Le Belge de 28 ans, l’un des coureurs les plus victorieux de sa génération avec 54 succès professionnels, est écarté des compétitions depuis de longs mois. Déjà la saison passée, Iserbyt souffrait de douleurs nerveuses récurrentes à la jambe gauche. En février, le diagnostic tombe : rétrécissement de l’artère iliaque, nécessitant une lourde intervention chirurgicale suivie de six semaines de repos.
Convaincu d’être rétabli, le leader de la Pauwels Sauzen – Bingoal reprend l’entraînement au printemps, mais la douleur réapparaît dès le mois de mai. Une seconde opération, plus approfondie selon les médecins, est alors pratiquée. Depuis, la récupération se fait attendre.
« C’est malheureux de ne pas pouvoir annoncer de meilleures nouvelles, mais en réalité, il y a peu d’évolution dans la situation d’Eli », explique son manager Jurgen Mettepenningen. « Les examens ont été réalisés à l’hôpital universitaire de Gand. Désormais, nous attendons l’évaluation des spécialistes. C’est une période d’attente, encore et encore. »
Face à ce flou médical, les interrogations se multiplient. La carrière d’Iserbyt est-elle en danger ? Son entourage refuse de céder au catastrophisme, tout en restant lucide. « Je ne veux pas dire que cela deviendra forcément dramatique, mais nous ne devons pas être excessivement positifs non plus. Ce sera une histoire difficile », reconnaît Mettepenningen.

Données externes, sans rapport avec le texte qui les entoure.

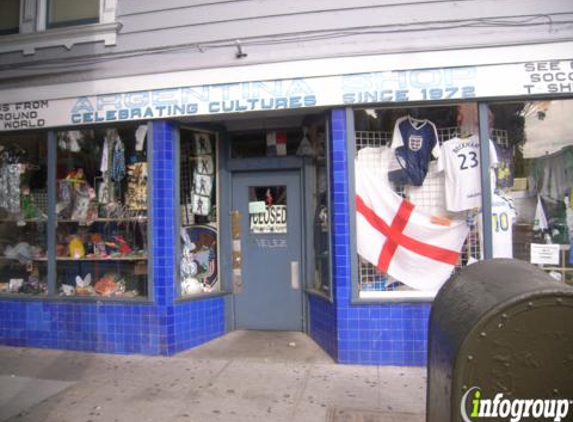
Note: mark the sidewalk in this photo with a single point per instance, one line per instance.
(244, 376)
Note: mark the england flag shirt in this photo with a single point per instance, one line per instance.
(460, 160)
(413, 141)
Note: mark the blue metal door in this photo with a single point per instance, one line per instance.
(271, 250)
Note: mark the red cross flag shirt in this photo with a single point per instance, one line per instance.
(400, 240)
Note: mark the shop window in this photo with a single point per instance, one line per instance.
(72, 12)
(272, 143)
(532, 212)
(23, 215)
(315, 137)
(268, 209)
(418, 197)
(101, 212)
(10, 17)
(199, 250)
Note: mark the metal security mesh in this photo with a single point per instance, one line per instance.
(186, 181)
(429, 198)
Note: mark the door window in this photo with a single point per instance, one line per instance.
(268, 209)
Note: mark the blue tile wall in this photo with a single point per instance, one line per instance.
(162, 327)
(94, 327)
(197, 322)
(377, 334)
(322, 324)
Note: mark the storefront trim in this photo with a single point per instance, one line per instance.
(345, 89)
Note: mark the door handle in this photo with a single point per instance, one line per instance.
(294, 275)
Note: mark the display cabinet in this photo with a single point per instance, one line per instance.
(23, 219)
(101, 235)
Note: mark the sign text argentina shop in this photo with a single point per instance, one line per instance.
(534, 78)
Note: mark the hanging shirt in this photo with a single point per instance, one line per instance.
(400, 240)
(414, 141)
(503, 215)
(460, 160)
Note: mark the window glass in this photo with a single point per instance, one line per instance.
(199, 265)
(533, 211)
(101, 211)
(268, 209)
(23, 214)
(272, 143)
(315, 137)
(72, 12)
(418, 196)
(10, 17)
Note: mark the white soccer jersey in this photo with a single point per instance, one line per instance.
(502, 218)
(460, 161)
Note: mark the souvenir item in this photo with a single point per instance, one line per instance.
(83, 285)
(136, 197)
(21, 251)
(276, 143)
(204, 164)
(202, 144)
(201, 205)
(68, 290)
(118, 161)
(199, 259)
(202, 184)
(460, 160)
(15, 284)
(106, 285)
(305, 148)
(400, 240)
(76, 248)
(414, 142)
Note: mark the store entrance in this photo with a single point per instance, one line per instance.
(270, 250)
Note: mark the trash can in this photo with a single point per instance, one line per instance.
(500, 346)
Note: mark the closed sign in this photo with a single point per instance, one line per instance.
(273, 220)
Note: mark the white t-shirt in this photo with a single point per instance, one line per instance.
(502, 218)
(460, 160)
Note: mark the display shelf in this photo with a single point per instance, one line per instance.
(5, 258)
(27, 220)
(107, 258)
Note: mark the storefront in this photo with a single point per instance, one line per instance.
(153, 221)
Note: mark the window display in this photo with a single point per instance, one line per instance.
(315, 145)
(198, 266)
(23, 219)
(101, 212)
(535, 180)
(418, 197)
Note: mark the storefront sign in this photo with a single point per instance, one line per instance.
(256, 207)
(534, 78)
(273, 220)
(544, 254)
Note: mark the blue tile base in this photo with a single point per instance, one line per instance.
(322, 325)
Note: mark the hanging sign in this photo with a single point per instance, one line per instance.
(273, 220)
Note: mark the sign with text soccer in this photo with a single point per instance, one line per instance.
(393, 86)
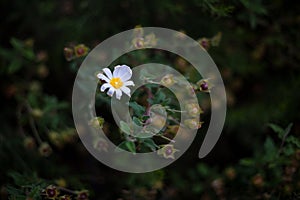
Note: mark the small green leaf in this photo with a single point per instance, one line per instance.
(150, 144)
(127, 146)
(125, 127)
(138, 109)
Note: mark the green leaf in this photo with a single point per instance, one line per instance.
(270, 150)
(138, 109)
(293, 140)
(150, 144)
(125, 127)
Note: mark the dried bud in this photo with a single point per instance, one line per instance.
(101, 144)
(45, 149)
(167, 151)
(97, 122)
(138, 43)
(51, 192)
(180, 35)
(158, 121)
(150, 40)
(69, 53)
(204, 42)
(168, 80)
(81, 50)
(204, 85)
(138, 31)
(193, 109)
(193, 123)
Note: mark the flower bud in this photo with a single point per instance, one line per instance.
(138, 43)
(101, 144)
(158, 121)
(29, 143)
(150, 40)
(80, 50)
(82, 195)
(204, 42)
(51, 192)
(204, 85)
(45, 149)
(168, 80)
(167, 151)
(42, 71)
(193, 123)
(69, 53)
(258, 180)
(216, 39)
(193, 109)
(97, 122)
(138, 31)
(230, 173)
(37, 113)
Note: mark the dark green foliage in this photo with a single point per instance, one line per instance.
(258, 57)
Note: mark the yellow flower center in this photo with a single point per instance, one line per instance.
(116, 83)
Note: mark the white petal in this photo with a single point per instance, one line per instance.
(118, 94)
(126, 90)
(105, 86)
(111, 91)
(124, 72)
(103, 77)
(117, 71)
(128, 83)
(107, 72)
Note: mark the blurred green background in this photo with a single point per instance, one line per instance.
(258, 57)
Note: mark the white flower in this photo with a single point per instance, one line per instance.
(116, 81)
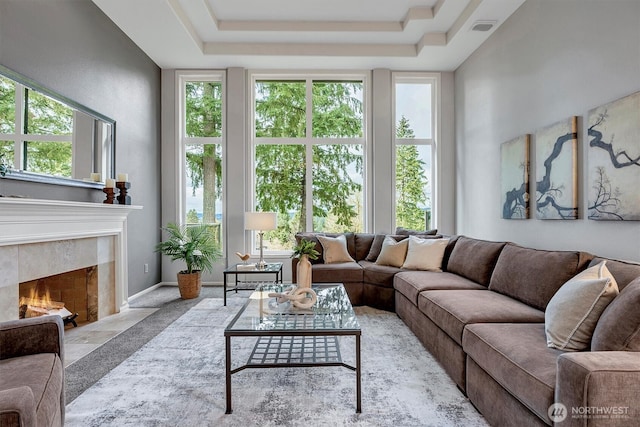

Une chose est désormais certaine : Iserbyt ne reviendra pas dans les sous-bois cet hiver. Sa saison est d’ores et déjà compromise, et l’été s’annonce tout aussi délicat. « Mais les athlètes de haut niveau récupèrent parfois plus vite que les autres. Peut-être que les choses changeront rapidement », conclut son manager, laissant subsister une lueur d’espoir.